Charles sat on the back stoop of the theatre. Most of the performers were inside preparing for the night's show. Half in costume, Charles was reading a letter with a French stamp on the envelope. Alice snuck up behind him and placed her hands over his eyes.
"Guess who."
"Please, Alice, not now." Charles frowned and pulled her hands away from his face.

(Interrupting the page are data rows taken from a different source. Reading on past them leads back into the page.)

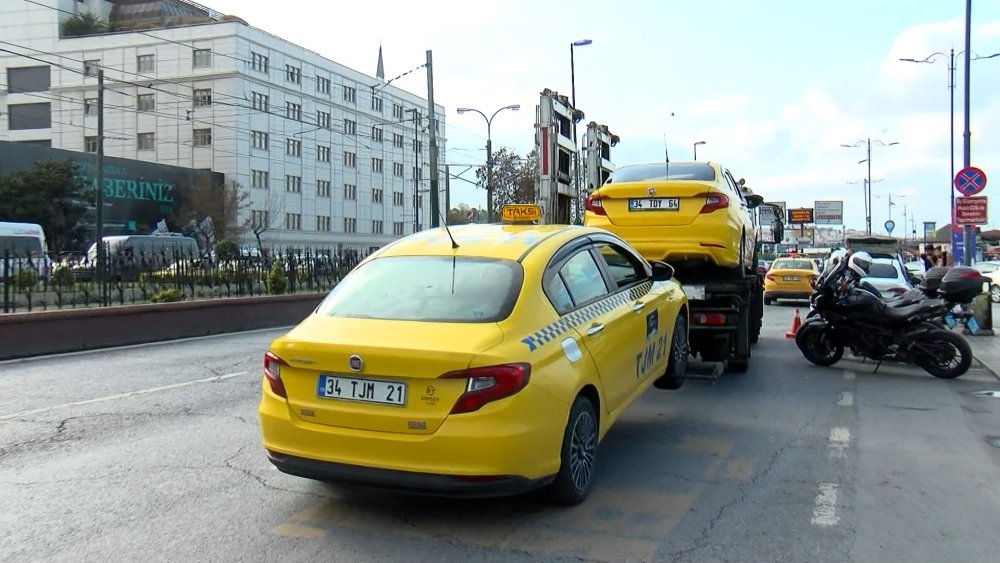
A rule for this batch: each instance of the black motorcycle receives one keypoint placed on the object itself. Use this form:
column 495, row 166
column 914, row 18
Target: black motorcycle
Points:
column 849, row 314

"Well, I had a present for you, but if you're going to be like that…" Alice teased coquettishly but Charles ignored her. Frustrated that he did not pay her more attention, she pouted with her hands on her hips. "Charles, I'm talking to you!"
"And I've said, 'not now,'" he responded curtly, but not unkindly. "Can we talk later? Please?" His voice and eyes were dull.
"Half the company are leaving London tomorrow and I have a lot of goodbyes to offer. You ought to be flattered that I started with you."
"Normally, I would be," Charles assured her. "But I've just had some news from France and I'm not in the mood."
"Is it bad news?"
Charles looked at her with open disdain. "Do I look as if I've had good news?"
"No," Alice admitted. "What's the news?"
"My mother is ill; gravely so. They write that she won't last more than a few days and this was posted…" Charles turned over the envelope. "Three days ago. In all likelihood, she's already dead." He kicked his heel at the step below him in helpless frustration.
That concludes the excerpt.